Smaller but architecturally identical to world’s fastest, El Capitan
Sandia’s new El Dorado supercomputer has been ranked 20th in the world on the latest Top 500 list, which was released at the 2024 Supercomputing Conference in Atlanta. The machine is smaller in scale but architecturally identical to Lawrence Livermore National Laboratory’s El Capitan supercomputer, which ranked as the fastest in the world in the same survey.
“We at Sandia have invested in preparing many of our engineering and science codes to run effectively on El Capitan and El Dorado,” supercomputing manager Andrew Younge said. “I am looking forward to taking advantage of this massive new capability with El Capitan and enabling a much higher level of fidelity in our simulations.”
According to Andrew, the El Dorado-El Capitan system represents the first leadership-class exascale system designed to support NNSA stockpile stewardship missions. He described El Dorado’s specific functions as an application-readiness test system. “Basically, it is an extra-large on-ramp for Sandia computing codes to build, test, prepare, validate and update, all at Sandia, before running at exascale on El Capitan.”
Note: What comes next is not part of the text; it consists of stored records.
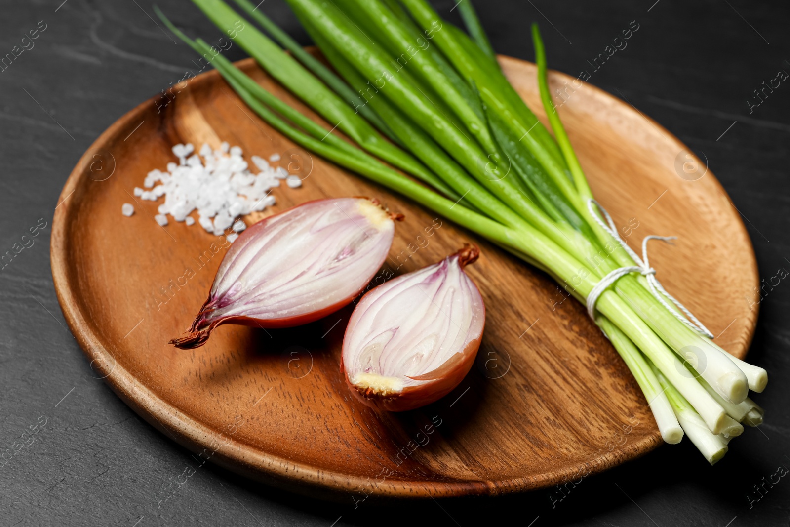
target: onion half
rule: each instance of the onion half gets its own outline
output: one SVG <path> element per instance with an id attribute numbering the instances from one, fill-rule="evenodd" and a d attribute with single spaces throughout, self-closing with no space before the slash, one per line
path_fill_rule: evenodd
<path id="1" fill-rule="evenodd" d="M 476 247 L 467 245 L 362 298 L 346 328 L 340 363 L 358 399 L 402 412 L 458 386 L 472 367 L 485 326 L 483 297 L 464 271 L 479 255 Z"/>
<path id="2" fill-rule="evenodd" d="M 301 326 L 348 304 L 387 257 L 391 214 L 367 198 L 308 201 L 246 229 L 220 264 L 209 299 L 189 329 L 170 341 L 203 345 L 217 326 Z"/>

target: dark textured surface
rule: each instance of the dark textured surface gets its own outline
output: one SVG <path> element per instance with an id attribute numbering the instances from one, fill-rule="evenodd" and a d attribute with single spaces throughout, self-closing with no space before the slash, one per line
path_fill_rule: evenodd
<path id="1" fill-rule="evenodd" d="M 525 525 L 534 521 L 534 527 L 790 523 L 790 480 L 777 472 L 782 465 L 790 468 L 786 280 L 766 288 L 750 352 L 750 360 L 771 375 L 766 393 L 756 397 L 766 409 L 766 423 L 747 429 L 715 467 L 684 441 L 585 478 L 564 498 L 554 489 L 383 507 L 364 503 L 356 508 L 350 498 L 339 504 L 313 500 L 209 465 L 179 487 L 179 475 L 194 462 L 189 453 L 93 378 L 66 328 L 48 243 L 53 209 L 79 156 L 124 112 L 181 78 L 193 57 L 156 26 L 148 2 L 61 1 L 0 5 L 0 55 L 11 52 L 40 21 L 46 24 L 34 47 L 0 73 L 0 252 L 15 243 L 18 250 L 23 234 L 47 223 L 32 245 L 26 238 L 30 247 L 0 271 L 0 450 L 10 456 L 0 461 L 0 525 L 465 527 L 513 518 Z M 436 5 L 446 14 L 454 2 Z M 190 3 L 160 6 L 190 32 L 217 36 Z M 786 2 L 477 6 L 498 52 L 531 58 L 527 29 L 536 21 L 553 68 L 577 75 L 589 70 L 591 82 L 627 98 L 704 152 L 744 217 L 761 276 L 767 282 L 777 269 L 790 269 L 790 84 L 781 83 L 750 112 L 747 102 L 777 71 L 790 73 Z M 286 28 L 295 27 L 278 0 L 261 9 Z M 592 72 L 587 61 L 631 21 L 639 29 L 627 47 Z M 301 32 L 294 34 L 307 43 Z M 231 58 L 241 58 L 232 51 Z M 743 295 L 747 302 L 750 292 Z M 44 423 L 38 433 L 21 438 L 37 423 Z M 29 444 L 11 455 L 21 441 Z M 160 507 L 162 496 L 176 487 Z"/>

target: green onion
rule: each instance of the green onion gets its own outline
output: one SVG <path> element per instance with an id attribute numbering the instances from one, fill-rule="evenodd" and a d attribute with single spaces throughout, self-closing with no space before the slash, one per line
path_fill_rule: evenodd
<path id="1" fill-rule="evenodd" d="M 326 125 L 157 14 L 289 139 L 490 239 L 579 301 L 609 273 L 634 266 L 638 258 L 589 208 L 593 196 L 551 101 L 536 25 L 538 85 L 554 137 L 498 68 L 470 0 L 461 13 L 471 37 L 425 0 L 286 1 L 334 70 L 247 0 L 235 2 L 292 56 L 251 24 L 235 40 Z M 193 2 L 223 31 L 243 20 L 221 0 Z M 683 323 L 645 277 L 622 276 L 596 308 L 595 322 L 633 373 L 664 441 L 685 433 L 713 463 L 743 432 L 741 422 L 762 422 L 762 408 L 747 396 L 765 389 L 765 370 Z"/>

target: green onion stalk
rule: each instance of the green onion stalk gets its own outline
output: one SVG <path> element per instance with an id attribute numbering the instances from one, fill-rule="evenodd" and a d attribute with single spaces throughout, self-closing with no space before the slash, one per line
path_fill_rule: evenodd
<path id="1" fill-rule="evenodd" d="M 248 0 L 234 2 L 269 36 L 222 0 L 193 0 L 324 123 L 155 10 L 294 143 L 491 240 L 580 302 L 595 296 L 595 322 L 634 375 L 665 442 L 685 434 L 713 463 L 743 424 L 762 422 L 762 408 L 747 395 L 765 389 L 766 371 L 730 356 L 682 308 L 659 299 L 646 264 L 607 227 L 552 103 L 536 25 L 551 130 L 502 73 L 469 0 L 460 6 L 468 34 L 425 0 L 286 1 L 331 67 Z M 612 273 L 619 277 L 597 291 Z"/>

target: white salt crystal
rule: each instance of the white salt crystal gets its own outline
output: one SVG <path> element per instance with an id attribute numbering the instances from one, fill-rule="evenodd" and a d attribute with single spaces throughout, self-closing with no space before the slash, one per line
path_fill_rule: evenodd
<path id="1" fill-rule="evenodd" d="M 175 145 L 172 151 L 179 158 L 178 164 L 168 163 L 167 171 L 151 171 L 145 179 L 145 188 L 134 187 L 134 195 L 144 200 L 156 201 L 164 197 L 156 216 L 156 222 L 163 226 L 167 224 L 170 215 L 175 221 L 186 221 L 187 225 L 198 223 L 216 235 L 231 232 L 231 225 L 233 231 L 241 232 L 246 225 L 237 218 L 273 205 L 276 200 L 269 192 L 280 186 L 280 180 L 285 179 L 291 188 L 301 186 L 297 176 L 281 167 L 273 168 L 258 156 L 250 157 L 252 166 L 259 171 L 253 174 L 242 157 L 241 148 L 231 148 L 227 142 L 218 150 L 204 144 L 199 152 L 193 153 L 194 146 L 187 143 Z M 269 159 L 276 162 L 280 157 L 274 154 Z M 161 183 L 154 186 L 157 182 Z M 122 208 L 124 214 L 126 205 Z M 190 216 L 196 209 L 197 221 Z"/>

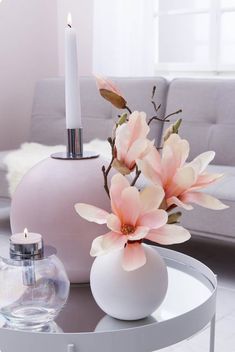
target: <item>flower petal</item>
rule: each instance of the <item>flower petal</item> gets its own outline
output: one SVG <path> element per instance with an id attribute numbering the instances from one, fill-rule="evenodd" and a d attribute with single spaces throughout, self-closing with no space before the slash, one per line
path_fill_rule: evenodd
<path id="1" fill-rule="evenodd" d="M 185 192 L 185 194 L 181 196 L 181 200 L 184 203 L 195 203 L 204 208 L 213 210 L 228 208 L 228 206 L 222 203 L 219 199 L 202 192 Z"/>
<path id="2" fill-rule="evenodd" d="M 140 192 L 141 213 L 147 213 L 158 209 L 164 198 L 164 190 L 161 186 L 146 187 Z"/>
<path id="3" fill-rule="evenodd" d="M 157 229 L 159 227 L 162 227 L 167 223 L 168 220 L 168 214 L 165 210 L 162 209 L 156 209 L 156 210 L 151 210 L 144 215 L 142 215 L 138 223 L 141 226 L 147 226 L 149 229 Z"/>
<path id="4" fill-rule="evenodd" d="M 125 156 L 125 164 L 131 169 L 136 160 L 143 158 L 151 147 L 152 142 L 146 138 L 135 140 Z"/>
<path id="5" fill-rule="evenodd" d="M 140 243 L 128 243 L 124 249 L 122 267 L 126 271 L 140 268 L 146 263 L 144 247 Z"/>
<path id="6" fill-rule="evenodd" d="M 121 221 L 117 215 L 110 214 L 107 218 L 107 226 L 110 230 L 121 233 Z"/>
<path id="7" fill-rule="evenodd" d="M 138 241 L 146 237 L 149 232 L 149 227 L 147 226 L 137 226 L 135 232 L 127 236 L 128 240 Z"/>
<path id="8" fill-rule="evenodd" d="M 157 230 L 150 231 L 146 236 L 148 240 L 163 245 L 182 243 L 189 240 L 190 237 L 188 230 L 177 225 L 165 225 Z"/>
<path id="9" fill-rule="evenodd" d="M 85 203 L 77 203 L 74 207 L 76 212 L 87 221 L 96 222 L 97 224 L 106 224 L 107 222 L 109 213 L 103 209 Z"/>
<path id="10" fill-rule="evenodd" d="M 121 174 L 116 174 L 111 179 L 110 198 L 113 212 L 120 217 L 121 194 L 122 191 L 130 187 L 128 180 Z"/>
<path id="11" fill-rule="evenodd" d="M 192 210 L 193 207 L 190 204 L 185 204 L 183 201 L 181 201 L 179 198 L 177 197 L 170 197 L 167 199 L 167 205 L 168 207 L 170 207 L 171 205 L 177 205 L 177 207 L 186 209 L 186 210 Z"/>
<path id="12" fill-rule="evenodd" d="M 96 257 L 103 255 L 109 251 L 124 248 L 127 242 L 126 236 L 120 235 L 116 232 L 108 232 L 105 235 L 96 237 L 92 242 L 90 255 Z"/>
<path id="13" fill-rule="evenodd" d="M 120 211 L 122 222 L 128 225 L 136 225 L 140 215 L 140 196 L 135 187 L 127 187 L 122 191 Z"/>

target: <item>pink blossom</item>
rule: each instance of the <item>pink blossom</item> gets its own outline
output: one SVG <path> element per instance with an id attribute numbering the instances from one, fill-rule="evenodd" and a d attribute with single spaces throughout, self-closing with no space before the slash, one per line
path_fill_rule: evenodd
<path id="1" fill-rule="evenodd" d="M 188 155 L 189 143 L 178 134 L 171 134 L 163 145 L 162 155 L 152 148 L 137 163 L 147 179 L 163 187 L 167 207 L 177 205 L 190 210 L 193 207 L 189 203 L 195 203 L 216 210 L 227 208 L 211 195 L 198 192 L 223 176 L 205 171 L 215 152 L 202 153 L 192 162 L 186 163 Z"/>
<path id="2" fill-rule="evenodd" d="M 95 78 L 101 96 L 108 100 L 116 108 L 125 109 L 126 100 L 122 96 L 120 90 L 114 85 L 114 83 L 104 77 L 95 76 Z"/>
<path id="3" fill-rule="evenodd" d="M 78 203 L 77 213 L 84 219 L 107 224 L 109 232 L 97 237 L 91 247 L 91 255 L 98 256 L 123 249 L 124 270 L 135 270 L 146 262 L 142 241 L 144 238 L 160 244 L 180 243 L 190 234 L 181 226 L 167 225 L 168 214 L 159 209 L 164 198 L 161 187 L 151 186 L 139 192 L 127 179 L 116 174 L 110 187 L 112 213 L 92 205 Z"/>
<path id="4" fill-rule="evenodd" d="M 144 112 L 134 111 L 127 123 L 116 129 L 115 151 L 116 158 L 113 167 L 123 175 L 130 173 L 137 159 L 142 159 L 151 150 L 154 141 L 146 137 L 149 133 Z"/>

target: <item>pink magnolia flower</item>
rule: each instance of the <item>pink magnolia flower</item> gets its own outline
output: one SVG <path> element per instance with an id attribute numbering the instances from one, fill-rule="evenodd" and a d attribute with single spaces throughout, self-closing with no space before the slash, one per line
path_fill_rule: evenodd
<path id="1" fill-rule="evenodd" d="M 124 249 L 122 266 L 131 271 L 146 262 L 141 245 L 144 238 L 160 244 L 180 243 L 190 238 L 190 233 L 183 227 L 167 225 L 167 212 L 158 209 L 164 197 L 161 187 L 147 187 L 139 192 L 124 176 L 116 174 L 111 179 L 110 197 L 112 213 L 88 204 L 75 205 L 81 217 L 107 224 L 109 228 L 108 233 L 93 241 L 92 256 Z"/>
<path id="2" fill-rule="evenodd" d="M 113 82 L 106 78 L 95 76 L 96 84 L 100 91 L 101 96 L 108 100 L 118 109 L 126 108 L 126 100 L 123 98 L 120 90 L 113 84 Z"/>
<path id="3" fill-rule="evenodd" d="M 223 176 L 205 172 L 215 152 L 202 153 L 192 162 L 185 163 L 188 155 L 189 143 L 178 134 L 171 134 L 163 145 L 162 155 L 156 148 L 152 148 L 137 163 L 147 179 L 164 188 L 167 207 L 177 205 L 190 210 L 193 207 L 189 203 L 195 203 L 209 209 L 227 208 L 209 194 L 198 192 Z"/>
<path id="4" fill-rule="evenodd" d="M 116 158 L 113 167 L 123 175 L 130 173 L 137 159 L 142 159 L 151 150 L 154 141 L 146 137 L 149 133 L 144 112 L 134 111 L 127 123 L 116 129 L 115 151 Z"/>

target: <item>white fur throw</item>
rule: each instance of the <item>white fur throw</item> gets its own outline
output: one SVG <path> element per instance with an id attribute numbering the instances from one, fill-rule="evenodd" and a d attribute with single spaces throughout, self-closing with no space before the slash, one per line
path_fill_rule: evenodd
<path id="1" fill-rule="evenodd" d="M 107 141 L 94 139 L 90 143 L 84 144 L 85 150 L 94 150 L 104 158 L 110 158 L 110 145 Z M 48 158 L 51 154 L 65 151 L 64 145 L 46 146 L 38 143 L 24 143 L 20 149 L 14 150 L 7 154 L 4 164 L 7 166 L 7 180 L 9 184 L 9 193 L 12 196 L 22 177 L 34 165 L 41 160 Z"/>

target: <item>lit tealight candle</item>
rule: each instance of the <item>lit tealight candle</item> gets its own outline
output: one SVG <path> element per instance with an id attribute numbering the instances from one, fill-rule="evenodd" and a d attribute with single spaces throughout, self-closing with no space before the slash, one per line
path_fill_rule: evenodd
<path id="1" fill-rule="evenodd" d="M 77 58 L 77 33 L 69 13 L 65 29 L 65 104 L 67 129 L 82 128 Z"/>

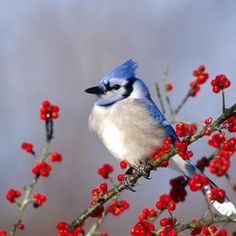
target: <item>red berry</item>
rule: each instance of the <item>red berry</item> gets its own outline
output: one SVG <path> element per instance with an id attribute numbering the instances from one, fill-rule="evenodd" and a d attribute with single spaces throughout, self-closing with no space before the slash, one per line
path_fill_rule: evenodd
<path id="1" fill-rule="evenodd" d="M 62 155 L 58 152 L 53 152 L 50 155 L 50 161 L 51 162 L 61 162 L 62 161 Z"/>
<path id="2" fill-rule="evenodd" d="M 16 201 L 16 198 L 19 197 L 21 197 L 21 192 L 17 189 L 9 189 L 6 194 L 6 199 L 11 203 L 14 203 Z"/>
<path id="3" fill-rule="evenodd" d="M 121 169 L 126 169 L 127 166 L 128 166 L 128 163 L 127 163 L 126 160 L 122 160 L 122 161 L 120 162 L 120 168 L 121 168 Z"/>
<path id="4" fill-rule="evenodd" d="M 98 169 L 98 174 L 100 176 L 102 176 L 104 179 L 108 179 L 109 174 L 112 173 L 114 171 L 113 166 L 111 166 L 110 164 L 105 163 L 103 166 L 101 166 Z"/>
<path id="5" fill-rule="evenodd" d="M 34 146 L 32 143 L 22 143 L 21 144 L 21 149 L 23 149 L 24 151 L 26 151 L 28 153 L 34 153 L 33 147 Z"/>
<path id="6" fill-rule="evenodd" d="M 23 223 L 18 223 L 18 224 L 17 224 L 17 228 L 18 228 L 19 230 L 23 230 L 23 229 L 25 228 L 25 225 L 24 225 Z"/>
<path id="7" fill-rule="evenodd" d="M 46 162 L 38 162 L 33 168 L 32 173 L 37 176 L 48 177 L 51 171 L 51 166 Z"/>
<path id="8" fill-rule="evenodd" d="M 172 83 L 167 83 L 167 84 L 165 85 L 165 87 L 166 87 L 166 91 L 167 91 L 167 92 L 170 92 L 170 91 L 173 90 L 173 84 L 172 84 Z"/>
<path id="9" fill-rule="evenodd" d="M 42 193 L 35 193 L 33 195 L 33 198 L 35 199 L 34 207 L 42 206 L 44 202 L 46 202 L 47 197 Z"/>
<path id="10" fill-rule="evenodd" d="M 119 182 L 122 182 L 124 179 L 125 179 L 125 177 L 124 177 L 123 174 L 117 175 L 117 180 L 118 180 Z"/>

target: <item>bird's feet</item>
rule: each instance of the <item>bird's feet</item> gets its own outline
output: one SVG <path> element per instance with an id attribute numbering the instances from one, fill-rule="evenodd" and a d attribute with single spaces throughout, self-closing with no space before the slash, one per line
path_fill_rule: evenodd
<path id="1" fill-rule="evenodd" d="M 135 184 L 129 180 L 129 176 L 126 176 L 126 178 L 123 181 L 124 188 L 127 190 L 130 190 L 132 192 L 136 192 L 134 189 Z"/>
<path id="2" fill-rule="evenodd" d="M 147 163 L 150 163 L 149 160 L 145 160 L 144 162 L 140 162 L 140 164 L 136 167 L 130 167 L 125 174 L 126 175 L 132 175 L 132 174 L 138 174 L 143 176 L 145 179 L 151 179 L 150 178 L 150 171 L 146 172 L 145 170 L 145 166 L 147 165 Z"/>

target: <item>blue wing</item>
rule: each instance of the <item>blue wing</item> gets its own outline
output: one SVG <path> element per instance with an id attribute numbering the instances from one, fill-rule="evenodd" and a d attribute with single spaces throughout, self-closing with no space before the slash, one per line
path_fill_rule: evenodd
<path id="1" fill-rule="evenodd" d="M 163 126 L 172 141 L 175 142 L 179 140 L 172 125 L 168 122 L 166 117 L 162 114 L 151 98 L 149 99 L 148 109 L 150 111 L 150 115 Z"/>

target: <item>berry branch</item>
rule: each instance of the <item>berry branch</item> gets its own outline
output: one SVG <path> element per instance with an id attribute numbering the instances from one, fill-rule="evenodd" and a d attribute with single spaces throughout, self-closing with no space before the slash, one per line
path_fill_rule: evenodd
<path id="1" fill-rule="evenodd" d="M 210 129 L 212 132 L 218 130 L 221 124 L 234 114 L 236 114 L 236 104 L 226 109 L 221 116 L 219 116 L 211 125 L 209 125 L 208 129 Z M 203 136 L 205 136 L 205 128 L 188 136 L 185 139 L 185 141 L 189 143 L 193 143 L 197 141 L 198 139 L 202 138 Z M 143 164 L 144 165 L 143 168 L 145 172 L 149 173 L 151 170 L 156 169 L 158 166 L 162 164 L 162 162 L 170 159 L 177 153 L 178 153 L 178 148 L 172 146 L 168 153 L 161 155 L 157 160 Z M 137 180 L 141 177 L 142 177 L 142 174 L 140 172 L 135 172 L 134 174 L 126 177 L 122 183 L 120 183 L 118 186 L 111 189 L 108 193 L 104 194 L 94 205 L 88 207 L 80 216 L 78 216 L 70 224 L 69 228 L 73 230 L 77 226 L 83 224 L 86 221 L 86 219 L 88 219 L 91 216 L 91 214 L 96 212 L 99 209 L 99 207 L 101 207 L 105 202 L 109 201 L 112 197 L 120 194 L 123 190 L 125 190 L 127 182 L 134 186 Z"/>
<path id="2" fill-rule="evenodd" d="M 187 224 L 179 224 L 175 227 L 177 232 L 183 232 L 187 229 L 195 229 L 199 226 L 210 226 L 215 223 L 228 223 L 236 220 L 236 214 L 233 214 L 229 217 L 226 216 L 215 216 L 211 219 L 201 219 L 199 221 L 190 222 Z"/>
<path id="3" fill-rule="evenodd" d="M 49 153 L 49 146 L 53 139 L 53 119 L 58 117 L 59 107 L 57 105 L 52 105 L 48 101 L 44 101 L 42 103 L 40 109 L 40 118 L 45 121 L 45 143 L 42 149 L 42 152 L 39 156 L 37 156 L 33 150 L 33 144 L 31 143 L 22 143 L 21 148 L 32 154 L 36 158 L 36 164 L 32 168 L 33 178 L 31 183 L 28 186 L 23 188 L 23 196 L 22 193 L 16 189 L 10 189 L 7 192 L 6 198 L 11 203 L 16 203 L 18 207 L 17 216 L 15 222 L 9 230 L 10 236 L 15 236 L 17 230 L 23 230 L 25 225 L 23 224 L 23 217 L 25 210 L 29 204 L 32 204 L 35 208 L 42 206 L 43 203 L 47 200 L 46 196 L 41 193 L 33 193 L 36 184 L 38 183 L 40 177 L 48 177 L 51 171 L 51 166 L 46 163 L 47 158 L 50 156 L 50 160 L 52 162 L 60 162 L 62 157 L 59 153 L 53 152 Z M 18 198 L 20 198 L 18 200 Z M 0 235 L 5 236 L 7 232 L 5 230 L 0 230 Z"/>

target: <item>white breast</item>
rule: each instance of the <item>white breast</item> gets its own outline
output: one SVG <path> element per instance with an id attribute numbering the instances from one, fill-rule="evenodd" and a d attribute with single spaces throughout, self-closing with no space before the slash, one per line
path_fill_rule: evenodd
<path id="1" fill-rule="evenodd" d="M 131 165 L 149 158 L 166 137 L 165 130 L 144 106 L 125 99 L 109 107 L 94 106 L 89 125 L 107 149 Z"/>

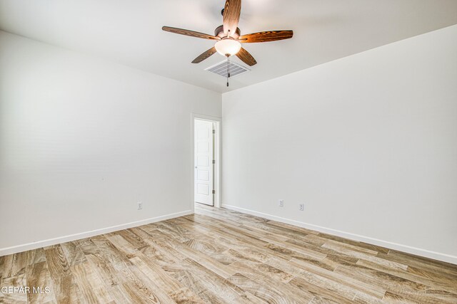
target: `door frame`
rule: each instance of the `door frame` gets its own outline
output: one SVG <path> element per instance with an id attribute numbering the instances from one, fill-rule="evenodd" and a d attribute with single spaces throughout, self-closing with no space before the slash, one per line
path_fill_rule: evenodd
<path id="1" fill-rule="evenodd" d="M 192 213 L 194 212 L 194 204 L 195 204 L 195 120 L 207 120 L 211 122 L 214 122 L 216 132 L 214 140 L 214 159 L 216 160 L 216 165 L 214 166 L 214 190 L 216 194 L 214 194 L 214 207 L 221 207 L 221 156 L 222 156 L 222 132 L 221 132 L 221 127 L 222 123 L 222 119 L 214 116 L 205 115 L 202 114 L 191 113 L 191 168 L 192 180 L 191 184 L 192 198 L 191 199 L 191 210 Z"/>

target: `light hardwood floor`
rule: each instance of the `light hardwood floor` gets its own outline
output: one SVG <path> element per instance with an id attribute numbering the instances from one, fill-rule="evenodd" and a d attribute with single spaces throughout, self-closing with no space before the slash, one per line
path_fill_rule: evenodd
<path id="1" fill-rule="evenodd" d="M 457 266 L 227 209 L 0 257 L 0 303 L 457 303 Z"/>

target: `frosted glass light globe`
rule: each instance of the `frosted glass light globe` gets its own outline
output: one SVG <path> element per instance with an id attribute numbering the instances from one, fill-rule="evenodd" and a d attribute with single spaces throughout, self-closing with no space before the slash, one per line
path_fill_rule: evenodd
<path id="1" fill-rule="evenodd" d="M 241 49 L 241 43 L 229 38 L 219 40 L 214 45 L 216 51 L 223 56 L 232 56 Z"/>

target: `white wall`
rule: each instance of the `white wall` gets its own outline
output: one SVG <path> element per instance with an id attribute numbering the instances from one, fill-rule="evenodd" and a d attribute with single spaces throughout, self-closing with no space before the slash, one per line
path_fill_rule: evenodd
<path id="1" fill-rule="evenodd" d="M 224 206 L 457 263 L 457 26 L 225 93 L 222 113 Z"/>
<path id="2" fill-rule="evenodd" d="M 221 95 L 0 32 L 0 255 L 189 213 L 191 112 Z"/>

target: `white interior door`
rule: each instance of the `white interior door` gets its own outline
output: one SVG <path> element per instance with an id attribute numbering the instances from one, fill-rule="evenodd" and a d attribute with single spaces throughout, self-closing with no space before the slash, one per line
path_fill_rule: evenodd
<path id="1" fill-rule="evenodd" d="M 214 123 L 195 120 L 195 201 L 214 205 Z"/>

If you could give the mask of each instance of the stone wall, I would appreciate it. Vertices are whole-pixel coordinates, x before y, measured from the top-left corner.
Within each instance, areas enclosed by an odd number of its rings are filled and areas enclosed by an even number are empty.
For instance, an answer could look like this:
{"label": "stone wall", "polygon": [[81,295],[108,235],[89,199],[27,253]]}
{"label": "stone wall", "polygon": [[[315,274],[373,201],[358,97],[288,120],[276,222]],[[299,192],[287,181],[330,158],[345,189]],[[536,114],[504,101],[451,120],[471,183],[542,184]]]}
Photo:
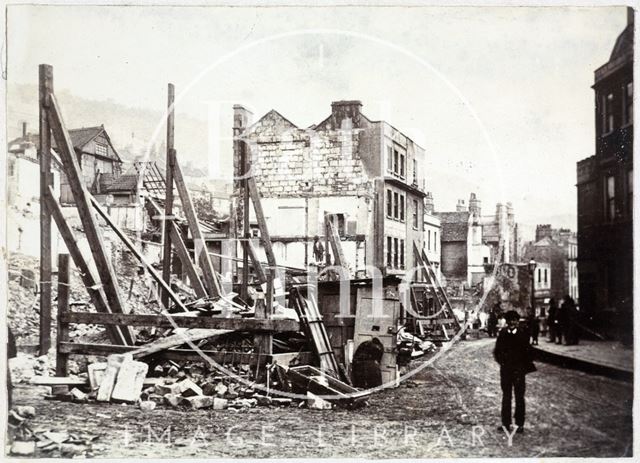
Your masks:
{"label": "stone wall", "polygon": [[263,197],[370,195],[357,130],[300,129],[271,111],[245,134]]}

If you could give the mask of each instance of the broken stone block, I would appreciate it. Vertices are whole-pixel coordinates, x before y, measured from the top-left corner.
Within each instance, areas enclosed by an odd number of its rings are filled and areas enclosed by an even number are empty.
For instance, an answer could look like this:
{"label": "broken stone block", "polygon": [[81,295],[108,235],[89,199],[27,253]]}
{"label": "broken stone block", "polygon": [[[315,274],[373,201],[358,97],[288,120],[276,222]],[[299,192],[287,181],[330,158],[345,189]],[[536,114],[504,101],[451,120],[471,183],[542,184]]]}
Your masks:
{"label": "broken stone block", "polygon": [[333,405],[312,392],[307,391],[307,406],[315,410],[331,410]]}
{"label": "broken stone block", "polygon": [[36,409],[30,405],[18,406],[14,410],[23,418],[33,418],[36,416]]}
{"label": "broken stone block", "polygon": [[157,404],[161,404],[162,402],[164,402],[164,397],[160,394],[149,394],[147,400],[150,400],[151,402],[155,402]]}
{"label": "broken stone block", "polygon": [[288,407],[291,405],[291,399],[287,399],[286,397],[272,397],[271,403],[273,405],[279,405],[281,407]]}
{"label": "broken stone block", "polygon": [[190,379],[185,379],[177,384],[180,387],[180,394],[182,397],[201,396],[202,388]]}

“Because El Dorado is actually quite large compared to normal application readiness systems, we anticipate it will provide production cycles to Sandia as well,” he said. “As a limited side function, El Dorado is also likely to enable Sandia to do more experimental R&D on the HPC system itself, perhaps exploring new workflows or similar avenues in the future.”
“Part of the magic — I call it the ‘special sauce’ — of the system is the use of the Cray-developed proprietary High-Speed Network called Slingshot,” computing manager Kevin Stroup said. Another plus, he said, is that the compute nodes are direct liquid cooled, meaning that coolant fluid is piped through them and removes the heat generated using fluid-filled heat sinks. “Without this, it would be nearly impossible to operate the system and deal with the heat produced.”
The machine, designed and built by Hewlett Packard Enterprise, is an EX4000 model based on the company’s Cray product line. It consists of three cabinets of compute blades, with a total of 384 MI-300A nodes. The MI-300A is an accelerated processing unit from AMD — “sort of a CPU and GPU put together,” Kevin said.
The El Dorado supercomputer represents another major deliverable by the NNSA Advanced Simulation and Computing program to the nuclear security enterprise.